A cross-border investigation of children's susceptibility to asthma and other childhood illnesses in the United States and Mexico is the focus of a new study led by researchers in the Asthma and Airway Disease Research Center at the University of Arizona Health Sciences.
The study is funded by a $15.3 million grant from the National Institute of Allergy and Infectious Diseases.
The Binational Early Asthma and Microbiome Study, or BEAMS, will recruit 500 Mexican-American and Mexican children - 250 in Tucson, Arizona, and 250 in Nogales, Sonora, Mexico - before the mothers have given birth.
The mothers will be evaluated while pregnant and the children will be followed from birth to age 5 to examine how the "hygiene hypothesis" affects them and their risk of asthma.
According to the U.S. Food and Drug Administration, the hygiene hypothesis suggests reduced exposure to germs keeps a child's immune system from developing the ability to naturally fight infectious organisms.

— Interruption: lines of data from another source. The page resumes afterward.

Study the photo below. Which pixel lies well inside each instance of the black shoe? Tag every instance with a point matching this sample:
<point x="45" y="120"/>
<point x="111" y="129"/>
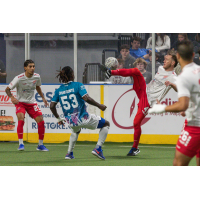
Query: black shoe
<point x="133" y="152"/>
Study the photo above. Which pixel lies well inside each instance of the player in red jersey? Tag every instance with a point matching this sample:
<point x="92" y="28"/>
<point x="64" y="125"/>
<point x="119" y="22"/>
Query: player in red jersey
<point x="188" y="85"/>
<point x="147" y="95"/>
<point x="26" y="84"/>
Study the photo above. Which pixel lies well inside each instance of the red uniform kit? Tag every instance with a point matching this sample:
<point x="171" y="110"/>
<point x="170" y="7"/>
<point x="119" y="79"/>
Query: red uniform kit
<point x="147" y="95"/>
<point x="25" y="88"/>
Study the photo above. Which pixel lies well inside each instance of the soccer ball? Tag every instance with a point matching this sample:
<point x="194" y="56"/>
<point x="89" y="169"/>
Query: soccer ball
<point x="111" y="62"/>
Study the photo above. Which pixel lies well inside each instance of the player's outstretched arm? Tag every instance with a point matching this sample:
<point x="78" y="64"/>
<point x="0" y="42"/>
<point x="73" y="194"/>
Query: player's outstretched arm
<point x="39" y="90"/>
<point x="126" y="72"/>
<point x="55" y="113"/>
<point x="13" y="99"/>
<point x="91" y="101"/>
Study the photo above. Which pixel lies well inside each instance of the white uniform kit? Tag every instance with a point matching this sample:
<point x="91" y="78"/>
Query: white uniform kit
<point x="157" y="89"/>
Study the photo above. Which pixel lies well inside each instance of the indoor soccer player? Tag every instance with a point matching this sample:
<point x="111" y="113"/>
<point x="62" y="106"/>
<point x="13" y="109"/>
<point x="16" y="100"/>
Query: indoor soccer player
<point x="72" y="96"/>
<point x="147" y="95"/>
<point x="188" y="85"/>
<point x="25" y="85"/>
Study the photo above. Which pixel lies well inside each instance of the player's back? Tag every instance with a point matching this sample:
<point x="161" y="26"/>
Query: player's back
<point x="73" y="106"/>
<point x="189" y="85"/>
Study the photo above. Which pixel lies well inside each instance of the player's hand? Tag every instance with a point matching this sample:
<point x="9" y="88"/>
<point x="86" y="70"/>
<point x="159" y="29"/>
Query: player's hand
<point x="167" y="83"/>
<point x="157" y="108"/>
<point x="183" y="113"/>
<point x="61" y="121"/>
<point x="158" y="102"/>
<point x="45" y="102"/>
<point x="14" y="100"/>
<point x="102" y="107"/>
<point x="106" y="71"/>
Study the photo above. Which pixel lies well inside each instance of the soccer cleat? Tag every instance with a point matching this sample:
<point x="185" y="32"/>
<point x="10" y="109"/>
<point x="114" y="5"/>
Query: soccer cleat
<point x="42" y="148"/>
<point x="98" y="152"/>
<point x="107" y="72"/>
<point x="69" y="156"/>
<point x="133" y="152"/>
<point x="21" y="147"/>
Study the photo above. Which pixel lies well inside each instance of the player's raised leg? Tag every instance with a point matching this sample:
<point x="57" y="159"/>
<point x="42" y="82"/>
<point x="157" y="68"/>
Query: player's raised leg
<point x="104" y="126"/>
<point x="72" y="141"/>
<point x="41" y="132"/>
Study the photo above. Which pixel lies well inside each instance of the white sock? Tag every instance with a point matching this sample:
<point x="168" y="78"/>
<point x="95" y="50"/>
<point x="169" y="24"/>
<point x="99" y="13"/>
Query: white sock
<point x="102" y="135"/>
<point x="72" y="141"/>
<point x="40" y="142"/>
<point x="21" y="141"/>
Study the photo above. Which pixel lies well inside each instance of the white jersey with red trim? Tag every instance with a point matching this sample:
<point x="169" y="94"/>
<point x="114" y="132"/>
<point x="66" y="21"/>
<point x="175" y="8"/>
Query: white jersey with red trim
<point x="25" y="87"/>
<point x="157" y="89"/>
<point x="188" y="85"/>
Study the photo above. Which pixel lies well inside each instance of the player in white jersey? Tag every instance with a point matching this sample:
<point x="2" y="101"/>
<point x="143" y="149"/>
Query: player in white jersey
<point x="156" y="89"/>
<point x="188" y="85"/>
<point x="26" y="84"/>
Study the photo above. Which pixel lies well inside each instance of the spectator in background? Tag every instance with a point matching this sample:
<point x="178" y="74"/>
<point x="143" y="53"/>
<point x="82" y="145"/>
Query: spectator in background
<point x="149" y="65"/>
<point x="141" y="65"/>
<point x="119" y="64"/>
<point x="162" y="42"/>
<point x="126" y="57"/>
<point x="181" y="37"/>
<point x="2" y="71"/>
<point x="136" y="51"/>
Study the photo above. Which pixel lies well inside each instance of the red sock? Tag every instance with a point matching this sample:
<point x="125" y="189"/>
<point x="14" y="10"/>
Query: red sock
<point x="41" y="130"/>
<point x="20" y="129"/>
<point x="137" y="127"/>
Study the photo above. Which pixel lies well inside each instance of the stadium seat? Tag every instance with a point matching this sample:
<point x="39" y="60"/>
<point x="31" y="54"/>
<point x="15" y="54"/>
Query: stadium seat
<point x="92" y="72"/>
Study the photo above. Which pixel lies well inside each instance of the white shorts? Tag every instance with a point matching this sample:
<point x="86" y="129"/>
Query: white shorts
<point x="91" y="124"/>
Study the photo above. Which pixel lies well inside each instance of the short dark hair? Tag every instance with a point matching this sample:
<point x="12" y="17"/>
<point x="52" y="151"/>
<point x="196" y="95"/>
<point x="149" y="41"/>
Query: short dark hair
<point x="136" y="38"/>
<point x="65" y="75"/>
<point x="185" y="50"/>
<point x="27" y="62"/>
<point x="156" y="54"/>
<point x="125" y="46"/>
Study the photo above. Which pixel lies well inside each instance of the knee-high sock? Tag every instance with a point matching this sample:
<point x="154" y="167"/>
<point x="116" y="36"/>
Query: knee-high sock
<point x="41" y="130"/>
<point x="102" y="135"/>
<point x="20" y="129"/>
<point x="137" y="127"/>
<point x="72" y="141"/>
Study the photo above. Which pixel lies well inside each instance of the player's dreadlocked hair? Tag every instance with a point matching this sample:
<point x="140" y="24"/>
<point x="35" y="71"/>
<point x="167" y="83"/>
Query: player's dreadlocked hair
<point x="65" y="75"/>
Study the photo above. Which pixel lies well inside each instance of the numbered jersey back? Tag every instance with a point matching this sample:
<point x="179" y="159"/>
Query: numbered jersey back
<point x="70" y="97"/>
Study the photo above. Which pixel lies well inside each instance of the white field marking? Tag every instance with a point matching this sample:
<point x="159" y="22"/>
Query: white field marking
<point x="105" y="146"/>
<point x="153" y="147"/>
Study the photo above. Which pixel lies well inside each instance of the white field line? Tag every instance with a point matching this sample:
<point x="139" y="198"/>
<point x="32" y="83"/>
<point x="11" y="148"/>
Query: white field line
<point x="105" y="146"/>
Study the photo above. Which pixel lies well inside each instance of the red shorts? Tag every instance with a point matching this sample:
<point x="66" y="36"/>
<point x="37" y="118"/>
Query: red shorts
<point x="32" y="109"/>
<point x="189" y="141"/>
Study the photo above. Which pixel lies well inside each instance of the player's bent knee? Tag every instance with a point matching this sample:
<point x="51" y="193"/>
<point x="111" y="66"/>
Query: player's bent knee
<point x="107" y="123"/>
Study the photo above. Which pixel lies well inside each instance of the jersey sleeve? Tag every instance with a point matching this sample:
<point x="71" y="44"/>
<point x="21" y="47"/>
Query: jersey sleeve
<point x="81" y="90"/>
<point x="55" y="96"/>
<point x="184" y="86"/>
<point x="13" y="83"/>
<point x="39" y="82"/>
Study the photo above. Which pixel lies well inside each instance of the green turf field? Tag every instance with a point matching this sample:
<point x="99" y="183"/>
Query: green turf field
<point x="115" y="153"/>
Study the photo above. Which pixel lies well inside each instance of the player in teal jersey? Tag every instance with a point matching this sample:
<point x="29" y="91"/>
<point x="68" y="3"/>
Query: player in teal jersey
<point x="72" y="96"/>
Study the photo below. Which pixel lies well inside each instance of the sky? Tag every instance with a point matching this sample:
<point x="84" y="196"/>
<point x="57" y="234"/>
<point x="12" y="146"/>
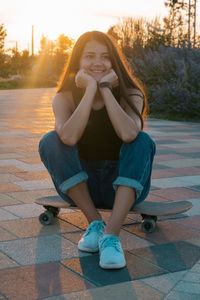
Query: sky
<point x="72" y="18"/>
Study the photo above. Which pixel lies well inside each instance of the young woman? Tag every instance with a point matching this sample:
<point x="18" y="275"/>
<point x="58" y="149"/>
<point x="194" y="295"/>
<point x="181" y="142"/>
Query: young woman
<point x="98" y="155"/>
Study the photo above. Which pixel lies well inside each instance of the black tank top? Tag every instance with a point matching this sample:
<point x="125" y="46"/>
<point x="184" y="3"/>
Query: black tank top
<point x="99" y="140"/>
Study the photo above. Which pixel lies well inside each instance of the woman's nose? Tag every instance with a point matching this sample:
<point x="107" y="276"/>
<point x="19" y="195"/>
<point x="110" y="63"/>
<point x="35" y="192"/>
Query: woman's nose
<point x="97" y="61"/>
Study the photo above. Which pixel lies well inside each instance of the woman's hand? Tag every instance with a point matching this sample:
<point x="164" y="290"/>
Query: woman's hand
<point x="111" y="77"/>
<point x="84" y="80"/>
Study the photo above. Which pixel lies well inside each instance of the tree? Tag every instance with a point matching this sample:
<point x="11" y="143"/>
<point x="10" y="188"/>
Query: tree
<point x="3" y="35"/>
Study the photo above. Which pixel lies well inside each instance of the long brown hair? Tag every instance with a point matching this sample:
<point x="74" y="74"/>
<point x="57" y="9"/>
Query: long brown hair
<point x="119" y="64"/>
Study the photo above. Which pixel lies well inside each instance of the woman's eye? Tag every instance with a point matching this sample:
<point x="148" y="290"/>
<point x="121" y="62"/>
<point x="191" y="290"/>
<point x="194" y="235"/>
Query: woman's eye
<point x="89" y="56"/>
<point x="106" y="57"/>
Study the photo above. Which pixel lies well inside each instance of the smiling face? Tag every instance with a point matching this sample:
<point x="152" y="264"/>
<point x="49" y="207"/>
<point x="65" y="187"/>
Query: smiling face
<point x="95" y="60"/>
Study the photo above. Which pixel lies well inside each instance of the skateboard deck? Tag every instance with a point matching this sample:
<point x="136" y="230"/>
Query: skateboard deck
<point x="148" y="210"/>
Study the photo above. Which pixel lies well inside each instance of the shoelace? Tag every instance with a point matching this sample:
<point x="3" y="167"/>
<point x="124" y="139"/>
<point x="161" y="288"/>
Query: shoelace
<point x="110" y="242"/>
<point x="96" y="227"/>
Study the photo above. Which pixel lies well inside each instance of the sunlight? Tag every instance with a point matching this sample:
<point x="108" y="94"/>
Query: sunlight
<point x="72" y="18"/>
<point x="52" y="18"/>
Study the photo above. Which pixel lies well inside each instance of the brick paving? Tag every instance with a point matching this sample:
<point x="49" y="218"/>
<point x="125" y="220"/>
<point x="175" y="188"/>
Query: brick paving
<point x="42" y="262"/>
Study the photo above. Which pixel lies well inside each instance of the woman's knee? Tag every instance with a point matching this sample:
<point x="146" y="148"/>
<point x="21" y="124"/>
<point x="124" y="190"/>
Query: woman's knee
<point x="142" y="143"/>
<point x="48" y="140"/>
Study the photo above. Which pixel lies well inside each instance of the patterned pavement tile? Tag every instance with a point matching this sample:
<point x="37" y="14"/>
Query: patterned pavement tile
<point x="162" y="173"/>
<point x="7" y="187"/>
<point x="9" y="169"/>
<point x="183" y="181"/>
<point x="174" y="257"/>
<point x="187" y="150"/>
<point x="181" y="163"/>
<point x="38" y="250"/>
<point x="131" y="290"/>
<point x="25" y="228"/>
<point x="37" y="282"/>
<point x="5" y="235"/>
<point x="188" y="287"/>
<point x="195" y="210"/>
<point x="166" y="282"/>
<point x="175" y="194"/>
<point x="24" y="210"/>
<point x="6" y="262"/>
<point x="88" y="267"/>
<point x="175" y="295"/>
<point x="184" y="171"/>
<point x="8" y="178"/>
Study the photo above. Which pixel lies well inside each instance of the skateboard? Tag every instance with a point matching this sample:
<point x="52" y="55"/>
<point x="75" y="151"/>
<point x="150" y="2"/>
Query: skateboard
<point x="149" y="211"/>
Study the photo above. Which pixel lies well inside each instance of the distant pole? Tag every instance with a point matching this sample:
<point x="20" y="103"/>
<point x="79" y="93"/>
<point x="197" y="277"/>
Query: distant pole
<point x="195" y="15"/>
<point x="189" y="12"/>
<point x="32" y="48"/>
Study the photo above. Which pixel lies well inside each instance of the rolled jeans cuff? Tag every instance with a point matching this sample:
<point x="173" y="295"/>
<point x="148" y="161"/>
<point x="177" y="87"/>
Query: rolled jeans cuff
<point x="129" y="182"/>
<point x="72" y="181"/>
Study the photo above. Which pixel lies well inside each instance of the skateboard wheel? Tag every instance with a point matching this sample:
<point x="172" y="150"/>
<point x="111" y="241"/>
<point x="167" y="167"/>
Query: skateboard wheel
<point x="55" y="211"/>
<point x="46" y="218"/>
<point x="148" y="225"/>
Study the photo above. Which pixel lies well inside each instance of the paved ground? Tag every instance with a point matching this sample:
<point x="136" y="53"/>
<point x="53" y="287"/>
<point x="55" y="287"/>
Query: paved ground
<point x="39" y="262"/>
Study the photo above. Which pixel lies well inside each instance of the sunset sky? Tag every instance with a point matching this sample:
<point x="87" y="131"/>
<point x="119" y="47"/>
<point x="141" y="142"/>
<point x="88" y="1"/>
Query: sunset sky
<point x="71" y="18"/>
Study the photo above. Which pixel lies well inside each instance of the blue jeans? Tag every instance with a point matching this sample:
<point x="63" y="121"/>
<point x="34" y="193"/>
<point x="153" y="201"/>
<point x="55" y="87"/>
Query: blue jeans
<point x="67" y="169"/>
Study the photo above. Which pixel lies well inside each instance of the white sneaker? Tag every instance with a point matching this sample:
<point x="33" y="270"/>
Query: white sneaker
<point x="111" y="253"/>
<point x="90" y="240"/>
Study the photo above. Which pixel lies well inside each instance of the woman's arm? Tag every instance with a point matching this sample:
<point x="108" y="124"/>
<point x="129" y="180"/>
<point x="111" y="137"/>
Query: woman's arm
<point x="125" y="121"/>
<point x="70" y="120"/>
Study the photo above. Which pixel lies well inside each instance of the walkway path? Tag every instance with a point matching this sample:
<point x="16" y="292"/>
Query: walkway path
<point x="39" y="262"/>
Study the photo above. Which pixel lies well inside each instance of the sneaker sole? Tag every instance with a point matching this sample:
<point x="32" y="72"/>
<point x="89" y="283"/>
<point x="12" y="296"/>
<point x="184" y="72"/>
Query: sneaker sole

"Paradoxically, in the middle of all the poverty and underdevelopment in many 'barrios' and 'colonias' in Nogales, Sonora, there is less asthma," said Fernando Martinez, MD, study principal investigator, director of the UArizona Health Sciences Asthma and Airway Disease Research Center, the Swift-McNear Professor of Pediatrics at the UArizona College of Medicine - Tucson and a BIO5 Institute member.
"There is four times less asthma there than here, and our studies show the main reason is because, although children in Nogales, Sonora, are exposed to harmful bacteria that cause many infections, they are also exposed to a lot of protective bacteria that train their immune system to distinguish between dangerous and innocuous microbes."
BEAMS is the latest in a series of UArizona-led respiratory studies - anchored by the Tucson Children's Respiratory Study, ongoing since 1980 - that have yielded revelations and remedies on asthma, the hygiene hypothesis and respiratory disease progression from infancy to adulthood.
This current study seeks to provide a better understanding of the early origins of asthma and to offer new asthma prevention strategies to improve respiratory health for the Mexican-American community in Southern Arizona, and potentially for all Americans.
One of the reasons why it is so important for us to be a Hispanic Serving Institution is because our unique location in the Sonoran Desert creates incredible opportunities for transborder research and collaboration that could have worldwide benefits. Asthma is the most common noncommunicable disease among children, and Dr. Martinez's research could have far-reaching impact for our most vulnerable populations."
Robert C. Robbins, MD, President, University of Arizona
"I am very excited to follow the results of this study to better understand what causes asthma and to develop therapies that will provide respiratory relief for our borderlands region and nearly 340 million people worldwide."
BEAMS takes three approaches to analyzing asthma susceptibility: a population study on subjects' immunological and epidemiological risks, including family health history; a microbiological study to look at environmental exposures and the microbiome; and a mechanistic study to try to re-create that microbiome in animal models.
Environmental samples to be collected include water and dust from the home, while blood, stool and airway swabs will be gathered from participants. These will be evaluated to learn how microbes dictate - or don't - the development of allergies and asthma, as well as what genetic influences may result in better preventive therapies.
"It is this three-pronged approach - the population, microbiological and mechanistic studies - that gives BEAMS its edge," said Donata Vercelli, MD, professor of cellular and molecular medicine, associate director of the Asthma and Airway Disease Research Center and one of several principal investigators.
"We are going to do something absolutely novel and, to some extent, revolutionary. We will have a microbiological picture of whatever is happening in the lives of these children and their mothers at very high resolution."
Both Drs. Martinez and Vercelli are interested to see if the social isolation and enhanced hygiene of the COVID-19 pandemic will affect children participating in the study.
"These changes in lifestyle related to COVID-19 might also prompt differences in how the developmental trajectory in these children occurs," Dr. Vercelli added. "This could be an enormous confounding factor. Whereas, because we are proposing this in-depth analysis, we have an opportunity to actually see if, whether and how these differences in behavior and lifestyle impact these children and their mothers."